### Problem Description

Write a demo program to apply CNN model on camera / video frames and record your results into videos.

### Program Blueprint

Here I will provide just a blueprint of the required program. I wasn't able to come out with a way to make an object detector based on a custom made CNN. Also, I haven't been able to find a proper resource on the internet to do so. The resources I was able to find were based on some pre-made architectures and algorithms such as ResNet, VGG, SSD, Yolo and so on...  This blueprint might also seem a bit naive, since it first 'does' the detection and then the classification, while in practice, both things are done simultaneously.  

Hopefully, given the opportunity, learning to do this properly would be amnong the first to-learn tasks during my internship.   

In [1]:
import cv2
import numpy as np
import imageio

In [2]:
#importing the class names
class_labels = ['T-shirt/top', 'Trouser', 'Pullover', 'Dress', 'Coat',
               'Sandal', 'Shirt', 'Sneaker', 'Bag', 'Ankle boot']


In [3]:
'''
This is the incomplete function that takes a frame as an argument,
turns it grayscale, detects and classifies the objects within
the frame. 
'''

def obj_detector(frame, cnn):
    
    #first, we turn the frame into grayscale
    cv2.cvtColor(frame, cv2.COLOR_BGR2GRAY)
    
    images = []
    img_coords = []
    
    '''
    Let's assume that we have managed somehow to get the objects
    of interest from the frame, and that we have stored them in the
    images list, which is a list of 2D numpy arrays. We also have 
    another list - img_coords, which is a list of 4-tuples 
    containing the coorinates of an image within a frame. 
    '''
   

    for image, coords in zip(images, img_coords):
    
        #resizing, adding the channel axis and scaling to [0,1]
        image = cv2.resize(image, (28, 28))
        #maybe I should also add a channel, but not sure...
        #image = np.expand_dims(image, axis = 2)
        image = image.astype('float')
        image = image/255
        
        #predicting the class of an image 
        image = np.expand_dims(image, axis = 0)
        class_no = cnn.predict_classes(image)[0]
        pred_class = class_labels[class_no]
        
        #drawing a rectangle around an image
        cv2.rectangle(frame, (coords[0], coords[1]),
                     (coords[2], coords[3]),
                     (0,255,0))
        
        
        #labeling the image
        cv2.putText(frame, pred_class, (coords[0], coords[1]))
        
    
    return frame

Now we need to load a pretrained CNN.

In [4]:
from keras.models import Sequential
from keras.layers import Conv2D, MaxPool2D, Dropout, Dense, Flatten
from keras.optimizers import nadam
from keras.regularizers import l2
from keras.models import load_model

Using TensorFlow backend.


In [5]:
cnn = load_model('hm_shallow_net.h5py')

W0323 23:33:37.199226 12168 deprecation_wrapper.py:119] From c:\users\alegzander\appdata\local\programs\python\python36\lib\site-packages\keras\backend\tensorflow_backend.py:4070: The name tf.nn.max_pool is deprecated. Please use tf.nn.max_pool2d instead.

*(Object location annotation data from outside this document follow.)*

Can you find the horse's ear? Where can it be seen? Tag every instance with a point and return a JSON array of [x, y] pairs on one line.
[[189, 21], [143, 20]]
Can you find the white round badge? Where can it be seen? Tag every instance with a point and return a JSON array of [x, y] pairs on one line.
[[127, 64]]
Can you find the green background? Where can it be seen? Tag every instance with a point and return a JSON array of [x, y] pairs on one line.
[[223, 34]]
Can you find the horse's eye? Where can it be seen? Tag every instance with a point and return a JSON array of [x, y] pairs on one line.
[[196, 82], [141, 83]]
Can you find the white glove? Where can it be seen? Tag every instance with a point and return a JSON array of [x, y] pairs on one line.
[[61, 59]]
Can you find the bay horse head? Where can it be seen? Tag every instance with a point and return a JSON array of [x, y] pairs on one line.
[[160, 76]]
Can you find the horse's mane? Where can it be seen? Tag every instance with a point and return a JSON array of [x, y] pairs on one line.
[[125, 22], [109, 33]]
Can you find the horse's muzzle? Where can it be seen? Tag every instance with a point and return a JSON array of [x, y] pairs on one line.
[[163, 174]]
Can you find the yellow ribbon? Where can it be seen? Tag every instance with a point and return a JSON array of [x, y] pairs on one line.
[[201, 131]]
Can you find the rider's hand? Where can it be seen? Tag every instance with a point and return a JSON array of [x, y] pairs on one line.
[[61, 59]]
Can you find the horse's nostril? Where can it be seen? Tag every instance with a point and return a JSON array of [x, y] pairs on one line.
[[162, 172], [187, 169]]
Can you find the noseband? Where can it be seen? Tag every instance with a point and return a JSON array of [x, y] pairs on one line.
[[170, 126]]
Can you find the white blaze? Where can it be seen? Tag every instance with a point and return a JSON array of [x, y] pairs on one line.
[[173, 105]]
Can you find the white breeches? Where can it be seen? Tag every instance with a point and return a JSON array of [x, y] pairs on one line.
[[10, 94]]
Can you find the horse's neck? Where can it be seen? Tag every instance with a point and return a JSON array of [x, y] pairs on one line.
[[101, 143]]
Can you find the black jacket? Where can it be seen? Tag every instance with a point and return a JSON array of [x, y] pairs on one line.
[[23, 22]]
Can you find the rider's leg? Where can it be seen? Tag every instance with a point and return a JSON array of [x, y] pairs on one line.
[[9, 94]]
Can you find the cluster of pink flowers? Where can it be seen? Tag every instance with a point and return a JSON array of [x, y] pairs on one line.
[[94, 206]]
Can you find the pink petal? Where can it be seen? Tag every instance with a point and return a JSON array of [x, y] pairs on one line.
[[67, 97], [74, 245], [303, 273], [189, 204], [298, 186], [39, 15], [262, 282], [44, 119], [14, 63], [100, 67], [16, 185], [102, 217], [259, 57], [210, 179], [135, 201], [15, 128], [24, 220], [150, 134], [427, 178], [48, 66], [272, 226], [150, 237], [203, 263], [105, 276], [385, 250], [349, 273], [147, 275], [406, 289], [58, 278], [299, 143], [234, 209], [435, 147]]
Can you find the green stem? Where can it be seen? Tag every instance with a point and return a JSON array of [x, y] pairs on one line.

W0323 23:33:38.016031 12168 deprecation_wrapper.py:119] From c:\users\alegzander\appdata\local\programs\python\python36\lib\site-packages\keras\backend\tensorflow_backend.py:422: The name tf.global_variables is deprecated. Please use tf.compat.v1.global_variables instead.



In [6]:
cnn.summary()

Model: "sequential_1"
_________________________________________________________________
Layer (type)                 Output Shape              Param #   
conv2d_1 (Conv2D)            (None, 28, 28, 32)        320       
_________________________________________________________________
max_pooling2d_1 (MaxPooling2 (None, 14, 14, 32)        0         
_________________________________________________________________
conv2d_2 (Conv2D)            (None, 14, 14, 32)        9248      
_________________________________________________________________
max_pooling2d_2 (MaxPooling2 (None, 7, 7, 32)          0         
_________________________________________________________________
flatten_1 (Flatten)          (None, 1568)              0         
_________________________________________________________________
dense_1 (Dense)              (None, 256)               401664    
_________________________________________________________________
dropout_1 (Dropout)          (None, 256)              

Here's the main body of a program: it takes a live feed, detects and classifies clothing object using our custom-made CNN.

In [None]:
#turning on the camera
video_capture = cv2.VideoCapture(0)
#prepearing the recording file
writer = imageio.get_writer('clothing_detection.mp4')

while True:
    #reading the live feed
    _, frame = video_capture.read()
    #detecting and labeling clothing objects
    frame = obj_detector(frame, cnn)
    #displaying the output
    cv2.imshow('Video', frame)
    #writing the output to the video file
    writer.append_data(frame)
    #quit if 'q' is pressed
    if cv2.waitKey(1) & 0xFF == ord('q'):
        break

writer.close()
#turning-off the camera and shutting down the display windows 
video_capture.release()
cv2.destroyAllWindows()